Nine-year-old Danny came bursting out of Sunday school like a wild stallion. His eyes were darting in every direction as he tried to locate either his mom or dad. Finally, after a quick search, he grabbed his daddy by the leg and yelled, "Man, that story of Moses and all those people crossing the Red Sea was great!" His father looked down, smiled, and asked the boy to tell him about it.
"Well, the Israelites got out of Egypt, but Pharaoh and his army chased after them. So the Jews ran as fast as they could until they got to the Red Sea. The Egyptian Army was gettin' closer and closer. So Moses got on his walkie-talkie and told the Israeli Air Force to bomb the Egyptians. While that was happening, the Israeli Navy built a pontoon bridge so the people could cross over. They made it!"
By now old dad was shocked. "Is that the way they taught you the story?"
"Well, no, not exactly," Danny admitted, "but if I told it to you the way they told it to us, you'd never believe it, Dad."
With childlike innocence the little guy put his finger on the pulse of our sophisticated adult world where cool skepticism reigns supreme. It's becoming increasingly more popular to operate in the black-and-white world of facts . . . and, of course, to leave no space for the miraculous.
It's really not a new mentality. Peter mentions it in one of his letters:
I want to remind you that in the last days there will come scoffers who will . . . laugh at the truth. This will be their line of argument: "So Jesus promised to come back, did he? Then where is he? He'll never come! Why, as far back as anyone can remember everything has remained exactly as it was since the first day of creation" (2 Peter 3:3-4 TLB).
Skeptics think like that. If they could choose their favorite hymn, it would certainly include the words, "As it was in the beginning, it is now and ever shall be. . . ."
Take gravity. Heavy objects fall toward earth. Always. So a builder can construct a house and never worry about his materials floating away. Count on it. Take chemistry. Mixing certain elements in precise proportions yields the same result. Always. So a doctor can prescribe a medication with predictable confidence. Take astronomy. The sun, the moon, those stars work in perfect harmony. Always. Even the mysterious eclipse comes as no surprise. Take anatomy. Whether it's the pupil of the eye expanding and contracting in response to light or our skin regulating our body temperature or our built-in defense mechanism fighting disease, we operate strictly on the basis of facts. Hard, immutable, stubborn facts. Reliable as the sunset. Real as a toothache. Clear as an X-ray. Absolute, unbending, undeniable.

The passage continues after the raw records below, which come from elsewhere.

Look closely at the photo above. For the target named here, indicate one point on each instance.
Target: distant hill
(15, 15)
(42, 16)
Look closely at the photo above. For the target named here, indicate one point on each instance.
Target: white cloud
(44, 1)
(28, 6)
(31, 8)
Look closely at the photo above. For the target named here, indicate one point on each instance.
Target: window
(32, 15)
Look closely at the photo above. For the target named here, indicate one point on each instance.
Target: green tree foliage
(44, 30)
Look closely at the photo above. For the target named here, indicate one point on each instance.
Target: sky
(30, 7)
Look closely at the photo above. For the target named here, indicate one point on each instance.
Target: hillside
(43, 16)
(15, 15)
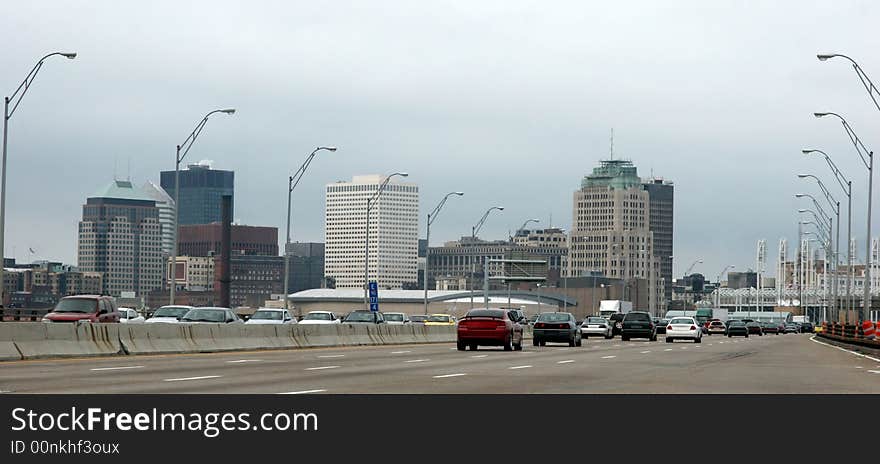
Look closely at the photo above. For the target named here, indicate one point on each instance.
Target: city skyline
(726, 122)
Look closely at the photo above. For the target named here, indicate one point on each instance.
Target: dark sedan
(638, 324)
(737, 328)
(755, 328)
(556, 327)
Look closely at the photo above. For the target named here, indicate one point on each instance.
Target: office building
(204, 240)
(306, 266)
(393, 233)
(166, 214)
(201, 191)
(120, 237)
(611, 230)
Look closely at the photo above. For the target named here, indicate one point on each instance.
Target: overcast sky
(511, 102)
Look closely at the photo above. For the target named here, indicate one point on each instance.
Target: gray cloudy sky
(511, 102)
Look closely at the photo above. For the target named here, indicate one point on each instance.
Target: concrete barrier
(58, 340)
(29, 340)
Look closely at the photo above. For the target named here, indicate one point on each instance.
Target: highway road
(769, 364)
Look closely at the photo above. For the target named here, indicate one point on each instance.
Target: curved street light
(292, 182)
(370, 202)
(7, 114)
(846, 185)
(185, 146)
(431, 217)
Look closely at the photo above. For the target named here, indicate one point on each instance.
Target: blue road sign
(374, 296)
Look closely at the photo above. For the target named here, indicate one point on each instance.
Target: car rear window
(554, 317)
(496, 313)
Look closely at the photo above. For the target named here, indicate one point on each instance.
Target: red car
(85, 308)
(489, 327)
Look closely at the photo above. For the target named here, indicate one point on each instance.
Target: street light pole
(431, 217)
(7, 114)
(370, 201)
(292, 182)
(846, 185)
(474, 231)
(869, 163)
(186, 145)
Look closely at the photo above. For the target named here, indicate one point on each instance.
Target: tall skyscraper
(661, 195)
(201, 189)
(166, 213)
(611, 228)
(120, 236)
(393, 229)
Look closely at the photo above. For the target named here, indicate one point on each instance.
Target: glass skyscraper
(201, 190)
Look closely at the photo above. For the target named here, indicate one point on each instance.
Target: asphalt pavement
(793, 363)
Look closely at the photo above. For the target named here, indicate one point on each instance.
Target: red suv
(85, 308)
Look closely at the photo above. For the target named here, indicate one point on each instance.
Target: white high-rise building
(166, 213)
(394, 232)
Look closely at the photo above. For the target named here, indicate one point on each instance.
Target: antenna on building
(612, 143)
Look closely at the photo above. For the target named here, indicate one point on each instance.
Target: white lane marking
(320, 368)
(115, 368)
(303, 392)
(813, 339)
(201, 377)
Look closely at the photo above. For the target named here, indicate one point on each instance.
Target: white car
(683, 327)
(168, 314)
(211, 315)
(595, 325)
(320, 317)
(396, 318)
(270, 316)
(130, 316)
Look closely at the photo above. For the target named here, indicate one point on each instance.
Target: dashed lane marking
(321, 368)
(115, 368)
(201, 377)
(303, 392)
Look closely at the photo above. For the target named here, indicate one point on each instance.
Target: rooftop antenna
(612, 144)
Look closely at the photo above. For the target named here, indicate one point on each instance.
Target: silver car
(597, 326)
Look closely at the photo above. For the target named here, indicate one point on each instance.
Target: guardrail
(32, 340)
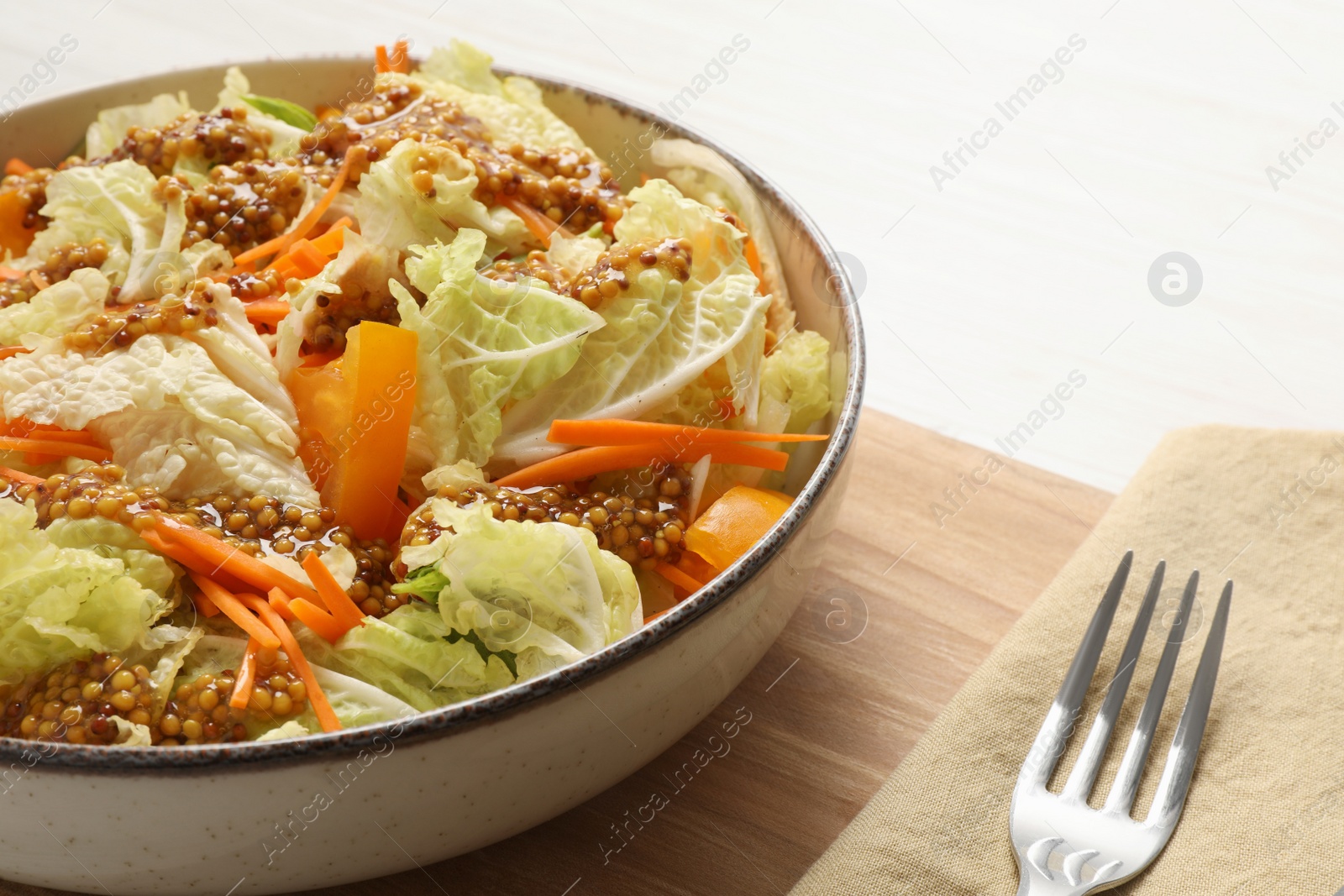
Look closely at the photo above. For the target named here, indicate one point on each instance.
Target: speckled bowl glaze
(358, 804)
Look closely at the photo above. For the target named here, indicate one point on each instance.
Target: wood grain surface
(900, 613)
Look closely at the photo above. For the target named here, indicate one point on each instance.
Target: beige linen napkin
(1265, 813)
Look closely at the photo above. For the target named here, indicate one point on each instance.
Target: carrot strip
(246, 674)
(308, 258)
(618, 432)
(537, 222)
(678, 578)
(281, 244)
(331, 242)
(22, 479)
(280, 604)
(55, 448)
(232, 560)
(753, 257)
(333, 239)
(586, 463)
(233, 607)
(22, 429)
(335, 597)
(205, 606)
(194, 563)
(318, 620)
(322, 707)
(268, 311)
(401, 60)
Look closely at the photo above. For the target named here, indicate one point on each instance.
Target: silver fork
(1066, 848)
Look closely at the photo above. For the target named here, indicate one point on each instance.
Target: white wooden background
(1032, 262)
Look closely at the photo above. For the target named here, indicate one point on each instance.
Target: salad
(315, 418)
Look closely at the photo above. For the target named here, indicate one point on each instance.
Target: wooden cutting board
(909, 602)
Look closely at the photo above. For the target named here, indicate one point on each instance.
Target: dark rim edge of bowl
(77, 758)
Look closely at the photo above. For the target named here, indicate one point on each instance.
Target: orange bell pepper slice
(13, 235)
(355, 418)
(734, 523)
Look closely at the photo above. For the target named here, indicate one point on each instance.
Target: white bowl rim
(210, 758)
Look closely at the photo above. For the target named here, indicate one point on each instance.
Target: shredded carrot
(280, 244)
(22, 479)
(246, 674)
(233, 607)
(318, 620)
(307, 257)
(401, 56)
(617, 432)
(586, 463)
(322, 707)
(333, 239)
(678, 578)
(754, 261)
(268, 311)
(537, 222)
(197, 564)
(228, 559)
(280, 604)
(335, 597)
(205, 606)
(20, 427)
(55, 448)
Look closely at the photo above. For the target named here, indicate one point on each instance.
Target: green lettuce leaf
(393, 212)
(707, 176)
(483, 343)
(512, 107)
(413, 654)
(170, 416)
(362, 269)
(113, 203)
(58, 309)
(62, 604)
(796, 382)
(288, 112)
(111, 539)
(425, 584)
(112, 125)
(663, 338)
(286, 136)
(539, 590)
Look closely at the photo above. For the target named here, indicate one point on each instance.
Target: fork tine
(1121, 797)
(1180, 762)
(1054, 732)
(1095, 748)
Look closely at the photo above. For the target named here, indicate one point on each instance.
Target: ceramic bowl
(358, 804)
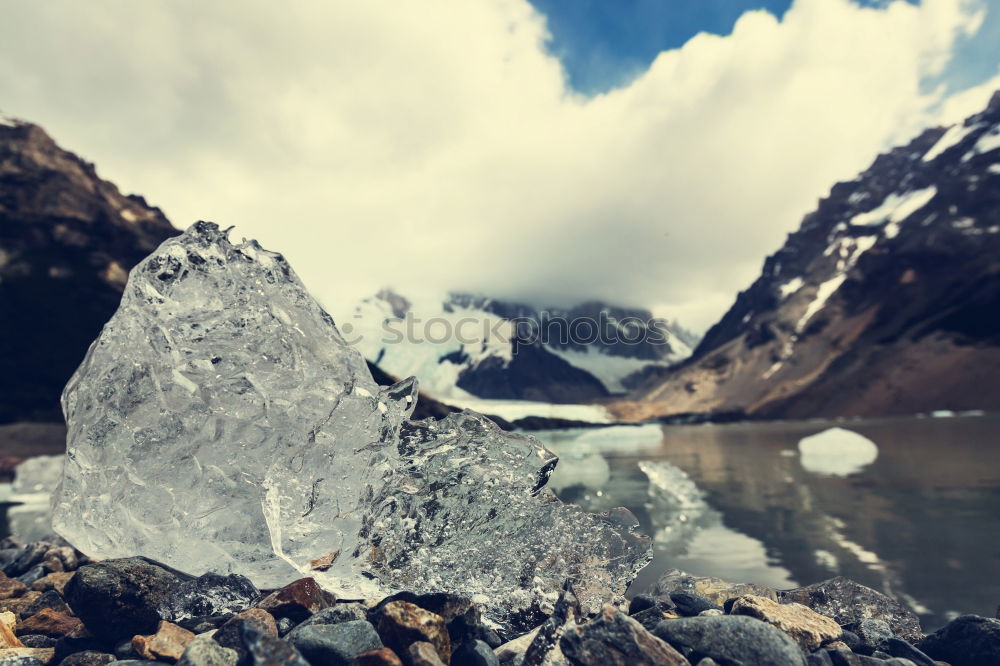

People who conduct their lives according to such thinking are called smart. They haven't a fraction of tolerance for the supernatural. To them it is sloppy to think in terms of the unexplainable, the "miraculous." If insurance companies choose to leave room for "acts of God," that's their business . . . but those are fightin' words in laboratories and operating rooms and scientific rap sessions and among newspaper editors.
Then what about miracles? Well, let's limit them to a child's world of fiction and fables. And, if necessary, to stained glass sanctuaries where emotion runs high and imagination is needed to make all those stories interesting. After all, what's a little religion without a pocketful of miracles? And if we started trying to account for all those things in the Bible, think of the time it would take to explain stuff like how the sun stood still, or why all those fish filled the disciples' nets, or what brought Lazarus back from beyond, or why Jesus's body has never been found, or how the death of Christ cleans up lives year after year, or how come the Bible is still around.
Smart, keen-thinking skeptics don't have to worry about explaining little things like that. It's easier to simply embrace a wholesale denial of the miraculous . . . which is fine and dandy . . . until the skeptics themselves get sick, face death, and need miraculous help crossing that final river.
What happens then? Hey, if I told you what the Bible really says, you'd never believe it.